I raced through my wife’s gift, Quest in the Desert by my boyhood hero, Roy Chapman Andrews–the story of an expedition to Mongolia in the 1920s, and the wild adventures of the leader and his dog. These are avatars of Andrews and his dog, to whom he dedicated the book; and the adventures are based on his actual experiences.

I was expecting a rip-snorting yarn, and I got one. What I wasn’t expecting was an undertone of sadness that will haunt me for a while.

The Mongolia that Andrews fell in love with is long gone, the world he inhabited is only a memory–and I’m old enough now to empathize with that. My world’s pretty much gone, too, and I don’t much like the one that’s replaced it. And yet there’s more to it than that.

I somehow got the impression of a man who, wherever he went, didn’t quite fit in. Certainly he was needing something that he couldn’t seem to find.

And then, watching some film footage of Andrews’ expeditions, it occurred to me that maybe the wistfulness was in me, not the writer.
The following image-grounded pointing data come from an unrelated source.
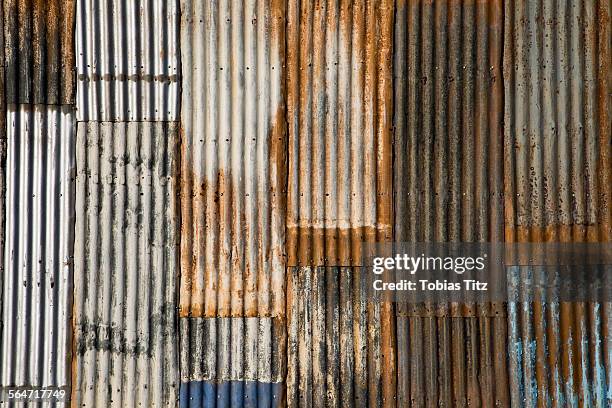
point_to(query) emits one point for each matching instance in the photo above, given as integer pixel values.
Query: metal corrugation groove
(232, 296)
(558, 189)
(448, 184)
(39, 51)
(127, 60)
(126, 265)
(339, 109)
(37, 279)
(335, 353)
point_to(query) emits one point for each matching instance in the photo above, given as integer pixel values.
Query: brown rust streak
(384, 190)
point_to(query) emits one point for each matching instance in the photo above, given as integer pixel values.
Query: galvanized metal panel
(335, 349)
(127, 60)
(126, 261)
(557, 188)
(37, 278)
(232, 362)
(39, 51)
(339, 110)
(232, 160)
(339, 107)
(233, 200)
(448, 184)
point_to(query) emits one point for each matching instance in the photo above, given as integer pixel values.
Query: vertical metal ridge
(38, 42)
(233, 197)
(126, 264)
(127, 60)
(557, 189)
(448, 188)
(37, 278)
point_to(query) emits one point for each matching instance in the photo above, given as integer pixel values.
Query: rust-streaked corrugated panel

Watching the black-and-white ghosts of Andrews’ bygone world, I found myself longing for it in some way that I could hardly understand.

I have read much of Andrews’ non-fiction, and now I’ve read his novel, written more than twenty years after he had to leave Mongolia for good, the communist regime having kicked out all the Westerners. And now I think I know what Roy Chapman Andrews was missing–mind you, my conclusion is based only on the words he committed to publication.

There is no sign, in any of this printed work, that the author had any communion with the God who created him, whose Son redeemed him. And looking out on our God-rejecting age–which, with a little bad luck and a lot of stupidity and wickedness, could turn out looking like Northern China in 1926–it makes me think that a human being without God is incomplete, and will never be complete. There is only so far we can go without Him, and that’s not far enough.

Which, I believe, was the broken part of Roy Chapman Andrews. He traveled very far indeed, but never far enough.